All retail businesses understand that an improved customer experience is worth the investment, and there’s no doubt that creating greater customer loyalty drives revenue and growth. But the challenge for those of us working in the CX field now is: how?

With retailers facing another year of disruption in 2020, there will be much tougher scrutiny of CX investment and a need to demonstrate how these programmes actually deliver business value and ROI.

Hazel Morton leads Critizr’s UK marketing team and was named in CX Networks 30 under 30 game changers within Customer Experience in 2018.

Hazel Morton of Customer Feedback specialist Critizr works with some of Europe’s biggest brands and businesses. Here she explains why money, measurement and empowering the whole company should be top CX priorities, and shares four useful strategies to keep retail programmes on track.

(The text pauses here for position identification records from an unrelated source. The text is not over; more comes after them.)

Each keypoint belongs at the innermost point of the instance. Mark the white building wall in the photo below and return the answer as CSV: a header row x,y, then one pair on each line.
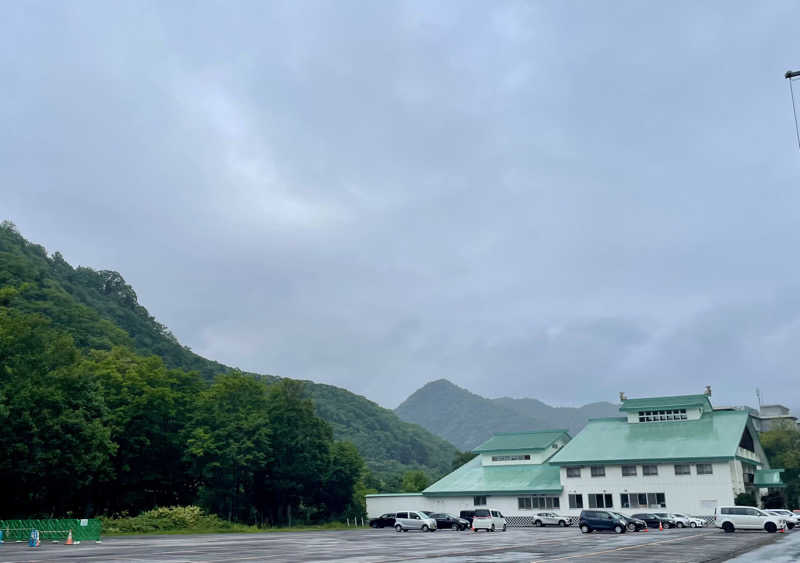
x,y
692,494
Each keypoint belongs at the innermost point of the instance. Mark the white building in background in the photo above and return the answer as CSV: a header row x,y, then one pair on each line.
x,y
673,454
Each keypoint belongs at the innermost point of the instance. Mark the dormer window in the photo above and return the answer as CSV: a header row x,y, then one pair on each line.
x,y
663,415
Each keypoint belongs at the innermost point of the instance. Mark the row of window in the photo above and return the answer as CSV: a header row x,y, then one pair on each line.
x,y
662,415
525,457
626,500
538,502
647,470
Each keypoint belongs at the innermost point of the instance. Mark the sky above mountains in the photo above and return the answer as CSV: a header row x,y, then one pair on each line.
x,y
560,200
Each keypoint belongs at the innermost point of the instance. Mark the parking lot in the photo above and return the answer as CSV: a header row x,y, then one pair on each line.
x,y
386,545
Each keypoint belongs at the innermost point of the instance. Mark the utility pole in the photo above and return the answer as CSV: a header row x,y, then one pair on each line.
x,y
791,75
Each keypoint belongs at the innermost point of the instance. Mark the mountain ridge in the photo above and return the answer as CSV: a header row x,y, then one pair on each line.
x,y
451,412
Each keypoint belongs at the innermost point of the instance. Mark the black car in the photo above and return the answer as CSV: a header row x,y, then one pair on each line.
x,y
467,515
591,520
448,521
653,520
384,520
633,524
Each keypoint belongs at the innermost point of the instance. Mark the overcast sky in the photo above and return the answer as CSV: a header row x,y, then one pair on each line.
x,y
560,200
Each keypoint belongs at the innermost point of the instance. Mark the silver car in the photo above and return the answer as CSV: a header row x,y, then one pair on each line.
x,y
414,520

  1. Build a strong money story: Forrester’s recent report states that 1 in 4 people working in CX are at risk of losing their jobs if the investment in their role can’t be justified with a demonstration of ROI (Predictions 2020: Customer Experience, Forrester, Oct 2019). Building a ‘money story’ for the company’s senior team that shows exactly how the investment delivers for the bottom line is crucial. That means investing much more effort in measurement, analysis and a deeper understanding of how activity will deliver greater revenue and growth. Understand your company’s level of CX maturity and the current drivers of CX performance, lay out predicted revenue uplift and when can it be expected, and benchmark against competitors. A rigorous interrogation of the financials and a strong case for the resulting business benefits must be at the core of all retail CX programmes. 
  2. Use the right metrics: A programme of customer listening will capture insights for your CX programme, but are you using the right mix of metrics to measure and analyse your feedback? CX scores come in and out of fashion, but having worked with some of Europe’s biggest retail brands, it’s clear that a single CX score can never provide the depth of understanding that’s needed for a complete view of the customer. One size definitely does not fit all. Understand how the different scores work and build your strategy around a bespoke mix, tailored to suit individual business needs – whether that’s customer satisfaction, intention to buy again, customer effort or the Net Promoter Score.
  3. Engage your customers: consider the quality of your data and how you can make the feedback and collection process across each channel better for customers. Survey fatigue and low engagement are threats to CX success, so keep processes simple. Neither your staff nor your customers have the time for lengthy, overly complex surveys. Make your engagement with customers open and conversational to improve the quality of insight and build loyalty. And focus on closing the feedback loop, making it easy for customers to stay loyal and spend more with your business. 
  4. Empower your staff: As CX and customer-centricity scale as business priorities, it’s important to think about how to turn every member of your business team into a customer champion: from HQ to frontline teams. Using customer insights to shape strategy and long term trends is of huge value. But empowering staff with actionable insights at local level can have a transformative effect on CX ROI. We’ve seen many businesses realise that, no matter how golden their customer data is, if it’s stuck in a spreadsheet at HQ, it’s of no business value. By embedding customer feedback at local level, staff can easily tune into their own customers and take action in real time – whether that’s a quick revamp to improve queue times or planning for a seasonal promotion. A senior executive from our client, the French retail group Galeries Lafayette, summed it up well when she talked of a ‘cultural transformation’ in the business, alongside a technological one. This is what drove a renewed customer-centricity in their business and an improved customer experience as a result.